CAPE TOWN, SOUTH AFRICA—More than 30 years into the HIV/AIDS pandemic that has claimed an estimated 35 million lives, a preventive vaccine has remained elusive. The only HIV-vaccine clinical trial that has shown potential so far is the United States’ and Thai military’s vaccine, RV144, the results of which were announced in 2009. RV144 demonstrated a “modest” 31 percent efficacy at the end of the three-year study. The vaccine apparently peaked early—it was 60 percent effective at the one-year mark, reported the U.S. Military HIV Research Program. But the effect quickly declined.
The first in a series of trials designed to build on the success of RV144 has now passed a key test in South Africa. A safety trial using the same vaccine regimen from RV 144—but with an added booster shot 12 months afterward—has has shown to be safe for South Africans and demonstrated “robust” immune responses. A successful safety trial was necessary to move forward with extensive clinical research. The research was first presented in late October by South African scientists in Cape Town. Clinical trials of a modified vaccine tailored to Southern Africa will begin in early 2015.

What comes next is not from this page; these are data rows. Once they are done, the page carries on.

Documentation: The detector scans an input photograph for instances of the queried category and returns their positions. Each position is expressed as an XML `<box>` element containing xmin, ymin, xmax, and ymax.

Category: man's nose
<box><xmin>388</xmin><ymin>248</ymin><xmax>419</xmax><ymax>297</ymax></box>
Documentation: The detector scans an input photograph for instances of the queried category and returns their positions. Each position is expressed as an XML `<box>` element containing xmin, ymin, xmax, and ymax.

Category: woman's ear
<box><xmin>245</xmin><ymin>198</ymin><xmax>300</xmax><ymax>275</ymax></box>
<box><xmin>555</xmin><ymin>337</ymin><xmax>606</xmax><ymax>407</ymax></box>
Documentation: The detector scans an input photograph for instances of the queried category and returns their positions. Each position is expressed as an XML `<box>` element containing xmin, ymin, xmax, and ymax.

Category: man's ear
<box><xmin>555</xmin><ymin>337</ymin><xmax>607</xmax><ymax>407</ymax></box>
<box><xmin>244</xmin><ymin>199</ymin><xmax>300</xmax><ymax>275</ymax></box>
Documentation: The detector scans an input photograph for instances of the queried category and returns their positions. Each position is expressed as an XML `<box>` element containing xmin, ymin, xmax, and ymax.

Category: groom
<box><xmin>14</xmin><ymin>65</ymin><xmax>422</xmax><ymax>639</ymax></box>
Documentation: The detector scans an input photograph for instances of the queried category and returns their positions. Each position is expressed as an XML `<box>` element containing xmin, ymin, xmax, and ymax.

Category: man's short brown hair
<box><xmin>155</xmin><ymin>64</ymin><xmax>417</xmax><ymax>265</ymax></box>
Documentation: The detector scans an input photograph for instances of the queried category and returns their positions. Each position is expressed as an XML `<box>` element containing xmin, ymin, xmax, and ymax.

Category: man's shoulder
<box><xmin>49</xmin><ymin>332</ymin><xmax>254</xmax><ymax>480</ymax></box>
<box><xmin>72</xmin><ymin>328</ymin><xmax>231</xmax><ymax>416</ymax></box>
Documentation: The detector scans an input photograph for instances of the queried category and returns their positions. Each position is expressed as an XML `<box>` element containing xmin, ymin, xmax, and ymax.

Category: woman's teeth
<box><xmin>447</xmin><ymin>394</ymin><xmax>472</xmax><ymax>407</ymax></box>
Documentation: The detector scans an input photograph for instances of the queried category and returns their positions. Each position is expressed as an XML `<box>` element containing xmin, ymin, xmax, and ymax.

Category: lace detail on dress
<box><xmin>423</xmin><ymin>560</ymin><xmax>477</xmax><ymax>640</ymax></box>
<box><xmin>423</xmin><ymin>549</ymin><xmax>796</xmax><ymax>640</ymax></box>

Southern Africa desperately needs such a vaccine. Sub-Saharan Africa is home to two-thirds of all people living with HIV/AIDS and the main driver is unprotected heterosexual sex, according to the Joint United-Nations Program on HIV/AIDS, or UNAIDS. South Africa has the unfortunate distinction of claiming the world’s highest HIV/AIDS burden, with an estimated 6.3 million people living with HIV/AIDS. New infections, called seroconversions, are increasing at about 370,000 per year in that region. That’s about 1,000 new infections every day. About 20 percent of South African adults—that’s one in five people—are living with the virus, reports UNAIDS. Young women are twice as likely to be infected as young men.